A US Air Force tilt-rotor aircraft crashed in southeastern Afghanistan, killing three service members and one government contractor, NATO said yesterday.
Other personnel aboard were injured and were taken to a military base for treatment, NATO said.
The CV-22 Osprey went down about 11km from Qalat, the capital of Zabul Province, NATO said. The cause of the crash was under investigation.
The Osprey takes off and lands as a helicopter, but its engines roll forward in flight, allowing it to fly faster than a standard helicopter.
A Zabul government spokesman, Mohhamed Jahn Rasuliyar, confirmed the crash and the number of casualties.
A Taliban spokesman had earlier claimed militants shot down the aircraft, part of a pattern of the insurgents making false and exaggerated claims to promote their cause of driving foreign forces from the country.
Choppers are used extensively by both NATO and the Afghan government forces to transport and supply troops spread across a mountainous country with few roads.
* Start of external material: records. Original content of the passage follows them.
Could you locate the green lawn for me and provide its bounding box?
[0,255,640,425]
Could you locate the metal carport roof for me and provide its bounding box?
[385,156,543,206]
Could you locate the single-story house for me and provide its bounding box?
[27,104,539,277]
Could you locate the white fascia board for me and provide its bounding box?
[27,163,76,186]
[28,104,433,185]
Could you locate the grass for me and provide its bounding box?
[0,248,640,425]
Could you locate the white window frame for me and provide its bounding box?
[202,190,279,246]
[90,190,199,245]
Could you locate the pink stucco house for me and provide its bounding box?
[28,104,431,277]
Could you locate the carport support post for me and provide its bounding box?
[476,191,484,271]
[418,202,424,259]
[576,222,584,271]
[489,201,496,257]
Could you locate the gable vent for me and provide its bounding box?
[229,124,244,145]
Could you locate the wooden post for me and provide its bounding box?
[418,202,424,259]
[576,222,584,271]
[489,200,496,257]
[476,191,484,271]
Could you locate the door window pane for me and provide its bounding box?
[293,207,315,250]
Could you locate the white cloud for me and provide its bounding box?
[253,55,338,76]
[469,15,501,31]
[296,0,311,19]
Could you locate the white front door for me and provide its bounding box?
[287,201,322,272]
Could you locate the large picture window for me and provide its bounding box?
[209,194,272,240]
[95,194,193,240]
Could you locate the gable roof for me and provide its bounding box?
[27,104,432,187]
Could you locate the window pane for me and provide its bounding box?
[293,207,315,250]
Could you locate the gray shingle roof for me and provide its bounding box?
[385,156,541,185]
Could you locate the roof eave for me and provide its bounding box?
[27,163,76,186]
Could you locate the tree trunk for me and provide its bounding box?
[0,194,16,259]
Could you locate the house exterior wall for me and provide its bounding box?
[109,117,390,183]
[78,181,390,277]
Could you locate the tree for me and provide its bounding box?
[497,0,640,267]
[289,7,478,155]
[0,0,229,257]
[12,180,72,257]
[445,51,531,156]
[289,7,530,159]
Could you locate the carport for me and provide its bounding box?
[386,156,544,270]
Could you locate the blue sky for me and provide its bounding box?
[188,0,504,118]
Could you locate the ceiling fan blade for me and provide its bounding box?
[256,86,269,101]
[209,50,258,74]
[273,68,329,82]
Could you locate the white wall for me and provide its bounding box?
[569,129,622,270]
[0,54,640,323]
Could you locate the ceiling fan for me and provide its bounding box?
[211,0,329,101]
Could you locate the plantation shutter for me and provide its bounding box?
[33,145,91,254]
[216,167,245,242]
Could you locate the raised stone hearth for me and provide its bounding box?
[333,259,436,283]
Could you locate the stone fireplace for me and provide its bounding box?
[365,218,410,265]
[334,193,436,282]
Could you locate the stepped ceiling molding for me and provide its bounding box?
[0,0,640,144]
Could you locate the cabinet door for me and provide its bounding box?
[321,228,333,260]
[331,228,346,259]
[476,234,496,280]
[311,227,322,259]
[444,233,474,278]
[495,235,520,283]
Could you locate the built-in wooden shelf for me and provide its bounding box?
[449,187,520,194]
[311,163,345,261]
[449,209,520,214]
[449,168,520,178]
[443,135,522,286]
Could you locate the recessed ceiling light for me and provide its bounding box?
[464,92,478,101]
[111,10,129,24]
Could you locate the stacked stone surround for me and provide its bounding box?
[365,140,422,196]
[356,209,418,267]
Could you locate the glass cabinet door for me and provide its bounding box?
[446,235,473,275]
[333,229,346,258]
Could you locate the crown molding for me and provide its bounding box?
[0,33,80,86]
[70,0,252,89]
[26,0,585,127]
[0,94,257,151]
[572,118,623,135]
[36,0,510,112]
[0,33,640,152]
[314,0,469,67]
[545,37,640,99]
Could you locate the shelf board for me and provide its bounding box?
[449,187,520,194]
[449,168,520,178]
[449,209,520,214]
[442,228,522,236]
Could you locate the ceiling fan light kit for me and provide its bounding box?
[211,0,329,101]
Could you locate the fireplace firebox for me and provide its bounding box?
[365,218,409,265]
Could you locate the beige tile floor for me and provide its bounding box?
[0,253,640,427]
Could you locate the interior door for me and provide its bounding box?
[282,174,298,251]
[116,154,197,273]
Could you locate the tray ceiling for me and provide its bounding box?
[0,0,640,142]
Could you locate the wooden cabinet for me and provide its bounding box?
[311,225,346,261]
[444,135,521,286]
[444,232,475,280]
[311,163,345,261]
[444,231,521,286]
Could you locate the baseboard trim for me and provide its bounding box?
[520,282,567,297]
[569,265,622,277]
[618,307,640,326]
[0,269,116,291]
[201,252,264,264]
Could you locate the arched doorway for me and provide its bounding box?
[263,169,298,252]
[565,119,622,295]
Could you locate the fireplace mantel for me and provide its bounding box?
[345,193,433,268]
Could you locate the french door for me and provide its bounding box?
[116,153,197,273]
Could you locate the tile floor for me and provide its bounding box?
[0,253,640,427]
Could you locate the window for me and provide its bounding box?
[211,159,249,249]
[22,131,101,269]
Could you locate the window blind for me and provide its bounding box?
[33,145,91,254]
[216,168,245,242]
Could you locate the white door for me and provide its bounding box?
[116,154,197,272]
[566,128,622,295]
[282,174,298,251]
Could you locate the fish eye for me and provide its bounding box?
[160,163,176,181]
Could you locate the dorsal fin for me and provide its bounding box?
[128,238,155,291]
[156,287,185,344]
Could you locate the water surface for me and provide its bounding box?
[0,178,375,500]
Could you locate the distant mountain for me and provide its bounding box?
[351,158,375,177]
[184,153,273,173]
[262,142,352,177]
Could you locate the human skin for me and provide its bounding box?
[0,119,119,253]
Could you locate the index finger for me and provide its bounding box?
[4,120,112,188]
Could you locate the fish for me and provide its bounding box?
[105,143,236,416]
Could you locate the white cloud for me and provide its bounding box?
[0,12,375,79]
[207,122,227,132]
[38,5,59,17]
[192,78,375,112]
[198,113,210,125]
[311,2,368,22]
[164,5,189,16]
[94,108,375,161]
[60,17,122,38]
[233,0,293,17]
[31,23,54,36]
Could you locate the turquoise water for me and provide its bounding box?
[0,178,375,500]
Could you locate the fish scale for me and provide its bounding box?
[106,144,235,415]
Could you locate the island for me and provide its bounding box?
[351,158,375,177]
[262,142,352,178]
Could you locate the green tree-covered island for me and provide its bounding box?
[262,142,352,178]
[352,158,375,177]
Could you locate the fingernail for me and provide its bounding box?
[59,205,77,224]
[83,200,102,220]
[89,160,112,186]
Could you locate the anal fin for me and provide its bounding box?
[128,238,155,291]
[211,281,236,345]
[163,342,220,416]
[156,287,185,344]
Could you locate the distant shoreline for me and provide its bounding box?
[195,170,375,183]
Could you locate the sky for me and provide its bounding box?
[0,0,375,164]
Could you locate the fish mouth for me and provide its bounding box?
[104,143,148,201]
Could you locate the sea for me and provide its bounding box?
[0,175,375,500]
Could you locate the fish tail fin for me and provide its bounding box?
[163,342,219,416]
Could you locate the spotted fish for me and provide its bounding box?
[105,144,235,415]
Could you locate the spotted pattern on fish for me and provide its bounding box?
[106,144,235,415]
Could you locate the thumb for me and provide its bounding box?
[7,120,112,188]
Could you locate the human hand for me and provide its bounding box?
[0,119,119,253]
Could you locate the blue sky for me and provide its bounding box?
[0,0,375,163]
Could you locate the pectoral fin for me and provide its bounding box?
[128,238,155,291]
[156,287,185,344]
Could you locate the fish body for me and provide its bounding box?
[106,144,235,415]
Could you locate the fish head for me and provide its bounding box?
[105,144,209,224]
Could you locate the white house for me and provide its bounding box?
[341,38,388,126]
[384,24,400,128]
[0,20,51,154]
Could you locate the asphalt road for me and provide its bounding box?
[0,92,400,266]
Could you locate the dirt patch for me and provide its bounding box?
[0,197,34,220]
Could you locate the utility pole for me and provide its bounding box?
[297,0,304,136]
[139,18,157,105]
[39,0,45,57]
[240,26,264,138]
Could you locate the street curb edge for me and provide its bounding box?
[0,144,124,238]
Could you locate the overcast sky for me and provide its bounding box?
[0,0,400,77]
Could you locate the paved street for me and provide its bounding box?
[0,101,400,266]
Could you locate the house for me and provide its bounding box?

Losses have been relatively light, despite insurgent fire and difficult conditions and most crashes have been accidents caused by maintenance problems or factors such as dust.
Lacking shoulder-fired missiles and other anti-aircraft weapons, the Taliban rely mainly on machine guns and rocket-propelled grenades to target helicopters at their most vulnerable during landings and takeoffs.
One of the heaviest single-day losses of life for allied forces occurred on June 28, 2005, when 16 US troops died aboard a Special Forces MH-47 Chinook helicopter that was shot down by insurgents.
The incident was the first known deadly crash of an Osprey since the aircraft entered active service in 2006.
The Osprey is the US military’s latest generation transport aircraft, able to travel twice as fast and three times farther than its predecessor, the Vietnam War-era CH-46 Sea Knight. With room for up to 24 passengers, it comes equipped with sophisticated guidance and missile defense systems.
The original program, a US$40 billion joint venture of Boeing Co and Textron Inc’s Bell Helicopter unit, was beset by delays and plagued by design flaws and other problems.
It was nearly canceled several times due to cost overruns — which pushed the bill to more than US$100 million per aircraft — and a series of fatal crashes and other incidents. In 2000, a crash in Arizona killed all 19 Marines aboard and a separate crash killed four Marines in Florida.
Critics say the aircraft is particularly vulnerable to ground small-arms fire while its engines are shifting from vertical to horizontal flight. They say that, unlike fixed-wing aircraft, the Osprey can’t glide down to an emergency landing in case of a loss of power and its propellers lack the ability to keep rotating on their own even after the engines fail.